FAQ
Hello.

PostgreSQL is very fast when we perform (even on a huge table)

ALTER TABLE ... ADD COLUMN ... NULL;

(nullable without a default value). This is because of NULL bitmap in
tuples. And it's greatest feature for a developer!


But another very common-case query like

ALTER TABLE ... ADD COLUMN ... BOOLEAN NOT NULL DEFAULT false;
or
ALTER TABLE ... ADD COLUMN ... INT NOT NULL DEFAULT 0;

for a huge table is performed very slow - this is because PostgreSQL have to
re-create all tuples assigning the default value to them. If I have a table
with 1 billion rows (for example), I have no chance to perform this query at
all - too slow.

(In most cases NOT NULL DEFAULT xxx fields are BOOLEAN, flags: it is not
handy to have 3-way flags.)


So, are there plans to optimize such kind of queries? This could be done by
many ways:

1. Store the DEFAULT flag directly in NULL BITMAP (add a bit to NULL bitmap
not only for NULLable fields, but also for NOT NULL DEFAULT ... fields).
2. Add another bitmap for each tuple (DEFAULT bitmap). Bit value 0 means
that there is a real value in a cell, 1 - that the value is default.
3. The same as (1), but always force default value to be 0 (or false or any
other values with meaning "zero") and optimize only these cases.

Search Discussions

  • Peter Eisentraut at May 21, 2009 at 9:51 am

    On Thursday 21 May 2009 11:06:29 Dmitry Koterov wrote:
    1. Store the DEFAULT flag directly in NULL BITMAP (add a bit to NULL bitmap
    not only for NULLable fields, but also for NOT NULL DEFAULT ... fields).
    2. Add another bitmap for each tuple (DEFAULT bitmap). Bit value 0 means
    that there is a real value in a cell, 1 - that the value is default.
    3. The same as (1), but always force default value to be 0 (or false or any
    other values with meaning "zero") and optimize only these cases.
    It seems to me that these solutions would require everyone in the world to pay
    the overhead of a few to many bits in every tuple to optimize what appears to
    be a relatively rare circumstance after all. Doesn't seem worth it to me.
  • Sam Mason at May 21, 2009 at 10:10 am

    On Thu, May 21, 2009 at 12:06:29PM +0400, Dmitry Koterov wrote:
    ALTER TABLE ... ADD COLUMN ... NULL;

    (nullable without a default value). This is because of NULL bitmap in
    tuples. And it's greatest feature for a developer!
    I don't think this is because of the "NULL bitmap". PG just never needs
    to flush the changes to every tuple because it knows that all "old"
    tuples (i.e. ones that were created before this column was added) are
    supposed to be NULL.
    But another very common-case query like

    ALTER TABLE ... ADD COLUMN ... BOOLEAN NOT NULL DEFAULT false;
    or
    ALTER TABLE ... ADD COLUMN ... INT NOT NULL DEFAULT 0;
    So, are there plans to optimize such kind of queries? This could be done by
    many ways:
    I think this hasn't been done before because it's been considered too
    difficult to keep track of everything, but I've just tried to come up
    with an example of why it's difficult and failed. If I'm interpreting
    things correctly it's not nearly as difficult as I thought it should
    be. All that needs to be tracked is the "first" default value (this is
    currently assumed to be NULL). All subsequent INSERTs will have this
    value in the tuple and things should just work out.

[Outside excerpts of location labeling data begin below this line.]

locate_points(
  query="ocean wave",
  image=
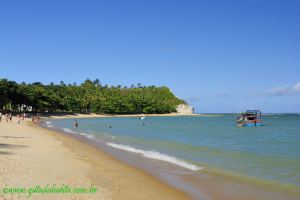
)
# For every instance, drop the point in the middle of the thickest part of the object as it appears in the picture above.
(157, 156)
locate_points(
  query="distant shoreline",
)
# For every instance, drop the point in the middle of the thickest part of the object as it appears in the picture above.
(94, 115)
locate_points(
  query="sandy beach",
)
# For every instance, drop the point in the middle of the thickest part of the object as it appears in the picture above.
(32, 156)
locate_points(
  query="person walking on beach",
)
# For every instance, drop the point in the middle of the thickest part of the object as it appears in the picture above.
(18, 119)
(75, 124)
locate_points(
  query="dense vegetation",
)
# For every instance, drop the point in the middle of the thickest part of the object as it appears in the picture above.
(88, 97)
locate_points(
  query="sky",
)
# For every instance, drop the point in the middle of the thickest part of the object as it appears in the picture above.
(219, 56)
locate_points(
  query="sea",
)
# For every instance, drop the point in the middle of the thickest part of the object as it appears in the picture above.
(265, 157)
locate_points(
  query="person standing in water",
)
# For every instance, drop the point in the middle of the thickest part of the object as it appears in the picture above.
(75, 124)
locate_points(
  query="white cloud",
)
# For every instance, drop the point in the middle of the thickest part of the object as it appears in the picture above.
(285, 90)
(192, 99)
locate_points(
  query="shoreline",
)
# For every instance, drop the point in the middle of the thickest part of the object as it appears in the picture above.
(94, 115)
(207, 183)
(83, 165)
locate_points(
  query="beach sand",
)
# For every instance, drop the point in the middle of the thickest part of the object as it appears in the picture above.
(33, 156)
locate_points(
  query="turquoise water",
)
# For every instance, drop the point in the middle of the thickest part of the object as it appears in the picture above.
(270, 152)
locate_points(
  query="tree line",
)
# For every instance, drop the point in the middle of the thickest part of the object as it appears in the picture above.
(90, 96)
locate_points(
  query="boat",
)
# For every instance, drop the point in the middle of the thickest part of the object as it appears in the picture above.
(249, 118)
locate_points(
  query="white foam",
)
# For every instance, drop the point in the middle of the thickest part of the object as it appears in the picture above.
(70, 131)
(157, 156)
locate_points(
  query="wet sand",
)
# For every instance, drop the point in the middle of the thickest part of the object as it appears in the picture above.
(32, 155)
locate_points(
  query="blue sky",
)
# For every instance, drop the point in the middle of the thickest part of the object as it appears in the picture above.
(221, 56)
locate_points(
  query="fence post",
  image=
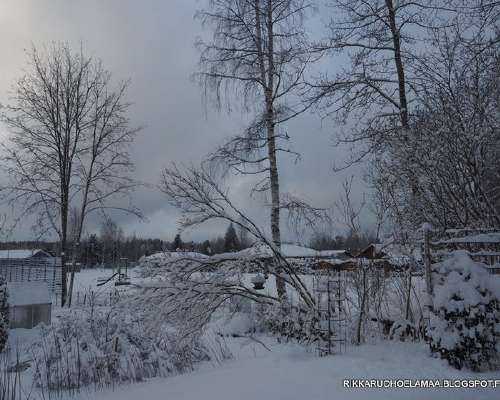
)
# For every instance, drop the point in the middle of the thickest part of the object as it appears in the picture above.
(428, 272)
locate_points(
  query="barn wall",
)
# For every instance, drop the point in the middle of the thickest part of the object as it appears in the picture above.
(29, 316)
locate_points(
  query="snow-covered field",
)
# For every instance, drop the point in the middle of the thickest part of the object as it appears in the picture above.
(289, 372)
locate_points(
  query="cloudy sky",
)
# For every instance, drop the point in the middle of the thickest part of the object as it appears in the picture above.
(152, 44)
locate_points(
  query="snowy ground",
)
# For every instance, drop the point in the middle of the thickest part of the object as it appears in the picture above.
(289, 372)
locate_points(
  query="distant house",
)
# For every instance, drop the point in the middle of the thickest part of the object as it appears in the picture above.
(29, 304)
(23, 254)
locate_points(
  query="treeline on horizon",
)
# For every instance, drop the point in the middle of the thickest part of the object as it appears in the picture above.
(111, 246)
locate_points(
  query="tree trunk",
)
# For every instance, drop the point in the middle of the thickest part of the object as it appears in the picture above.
(362, 305)
(403, 104)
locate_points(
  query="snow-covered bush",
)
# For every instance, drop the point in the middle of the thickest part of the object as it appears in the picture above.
(465, 322)
(403, 330)
(290, 323)
(107, 346)
(4, 313)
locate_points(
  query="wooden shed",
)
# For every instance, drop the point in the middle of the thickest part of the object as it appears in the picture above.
(29, 304)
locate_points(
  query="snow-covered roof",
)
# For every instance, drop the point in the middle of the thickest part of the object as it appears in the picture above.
(27, 293)
(288, 250)
(20, 254)
(493, 237)
(171, 255)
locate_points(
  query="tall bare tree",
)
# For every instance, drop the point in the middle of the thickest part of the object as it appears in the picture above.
(257, 56)
(69, 135)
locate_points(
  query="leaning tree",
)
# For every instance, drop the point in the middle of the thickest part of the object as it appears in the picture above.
(68, 143)
(257, 56)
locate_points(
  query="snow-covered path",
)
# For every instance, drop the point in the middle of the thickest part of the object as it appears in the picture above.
(288, 372)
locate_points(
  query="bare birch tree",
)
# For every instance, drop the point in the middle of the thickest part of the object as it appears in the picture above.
(257, 56)
(69, 135)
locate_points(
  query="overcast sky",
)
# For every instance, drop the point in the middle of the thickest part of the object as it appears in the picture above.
(152, 44)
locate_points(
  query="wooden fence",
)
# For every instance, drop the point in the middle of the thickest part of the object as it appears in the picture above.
(33, 269)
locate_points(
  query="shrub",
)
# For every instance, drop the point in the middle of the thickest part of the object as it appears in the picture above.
(107, 346)
(465, 321)
(4, 314)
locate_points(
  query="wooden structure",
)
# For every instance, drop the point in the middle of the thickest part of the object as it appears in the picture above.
(29, 304)
(31, 266)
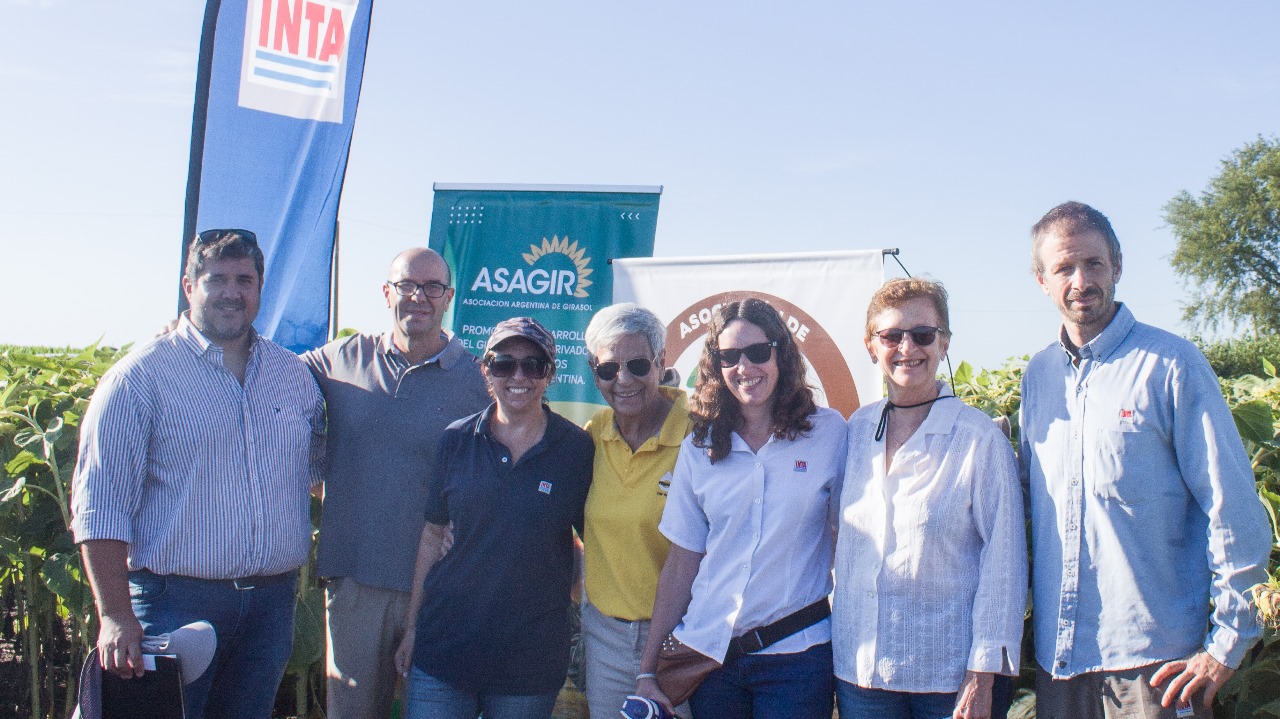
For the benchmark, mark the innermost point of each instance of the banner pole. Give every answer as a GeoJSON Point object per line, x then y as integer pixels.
{"type": "Point", "coordinates": [200, 117]}
{"type": "Point", "coordinates": [334, 262]}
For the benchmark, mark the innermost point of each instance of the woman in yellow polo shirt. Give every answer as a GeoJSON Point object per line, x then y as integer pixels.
{"type": "Point", "coordinates": [636, 442]}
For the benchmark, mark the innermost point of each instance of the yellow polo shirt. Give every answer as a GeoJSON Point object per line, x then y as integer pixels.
{"type": "Point", "coordinates": [624, 548]}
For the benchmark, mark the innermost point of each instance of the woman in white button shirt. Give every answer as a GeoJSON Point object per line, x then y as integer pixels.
{"type": "Point", "coordinates": [931, 563]}
{"type": "Point", "coordinates": [750, 518]}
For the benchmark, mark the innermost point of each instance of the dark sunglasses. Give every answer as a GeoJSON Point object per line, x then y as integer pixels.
{"type": "Point", "coordinates": [755, 353]}
{"type": "Point", "coordinates": [608, 371]}
{"type": "Point", "coordinates": [430, 288]}
{"type": "Point", "coordinates": [503, 366]}
{"type": "Point", "coordinates": [210, 237]}
{"type": "Point", "coordinates": [922, 335]}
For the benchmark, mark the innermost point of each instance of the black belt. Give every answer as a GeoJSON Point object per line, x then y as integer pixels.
{"type": "Point", "coordinates": [771, 633]}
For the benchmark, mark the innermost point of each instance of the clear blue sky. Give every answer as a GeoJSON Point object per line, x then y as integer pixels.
{"type": "Point", "coordinates": [944, 129]}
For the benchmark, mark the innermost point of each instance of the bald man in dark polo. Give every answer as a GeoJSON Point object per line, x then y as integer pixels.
{"type": "Point", "coordinates": [388, 399]}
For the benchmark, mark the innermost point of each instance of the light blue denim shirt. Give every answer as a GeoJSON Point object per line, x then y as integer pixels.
{"type": "Point", "coordinates": [1146, 527]}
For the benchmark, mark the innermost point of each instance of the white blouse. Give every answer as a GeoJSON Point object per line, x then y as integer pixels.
{"type": "Point", "coordinates": [931, 560]}
{"type": "Point", "coordinates": [764, 523]}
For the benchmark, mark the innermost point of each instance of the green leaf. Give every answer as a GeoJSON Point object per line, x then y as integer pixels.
{"type": "Point", "coordinates": [14, 491]}
{"type": "Point", "coordinates": [307, 630]}
{"type": "Point", "coordinates": [21, 462]}
{"type": "Point", "coordinates": [1253, 420]}
{"type": "Point", "coordinates": [65, 578]}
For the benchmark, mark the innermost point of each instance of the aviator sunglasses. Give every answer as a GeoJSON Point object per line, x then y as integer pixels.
{"type": "Point", "coordinates": [922, 335]}
{"type": "Point", "coordinates": [503, 366]}
{"type": "Point", "coordinates": [755, 353]}
{"type": "Point", "coordinates": [608, 371]}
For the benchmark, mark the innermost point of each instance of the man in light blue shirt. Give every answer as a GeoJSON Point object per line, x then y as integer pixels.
{"type": "Point", "coordinates": [1146, 527]}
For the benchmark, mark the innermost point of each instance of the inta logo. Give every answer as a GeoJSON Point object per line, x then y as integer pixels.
{"type": "Point", "coordinates": [295, 58]}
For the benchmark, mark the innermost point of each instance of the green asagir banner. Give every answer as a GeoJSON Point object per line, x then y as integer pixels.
{"type": "Point", "coordinates": [540, 251]}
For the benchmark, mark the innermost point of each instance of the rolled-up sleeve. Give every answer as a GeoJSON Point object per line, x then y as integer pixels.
{"type": "Point", "coordinates": [684, 521]}
{"type": "Point", "coordinates": [1000, 601]}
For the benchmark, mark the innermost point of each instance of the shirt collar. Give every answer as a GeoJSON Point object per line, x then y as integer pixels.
{"type": "Point", "coordinates": [1107, 340]}
{"type": "Point", "coordinates": [387, 346]}
{"type": "Point", "coordinates": [942, 416]}
{"type": "Point", "coordinates": [487, 416]}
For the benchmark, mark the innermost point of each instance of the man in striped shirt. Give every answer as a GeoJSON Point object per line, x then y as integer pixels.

    CREATE TABLE t ( i INTEGER PRIMARY KEY );
    INSERT INTO t (i) VALUES (1);
    ALTER TABLE t ADD COLUMN j INTEGER DEFAULT 1;
    INSERT INTO t (i) VALUES (2);
    ALTER TABLE t ALTER j SET DEFAULT 2;
    INSERT INTO t (i) VALUES (3);
    ALTER TABLE t ALTER j DROP DEFAULT;
    INSERT INTO t (i) VALUES (4);

    After this we will have the following tuples:

    (1)
    (2,1)
    (3,2)
    (4,NULL)

    All that needs to be done is to fill in the "default" for i=1 to the
    first default (i.e. the integer 1) and everything is done.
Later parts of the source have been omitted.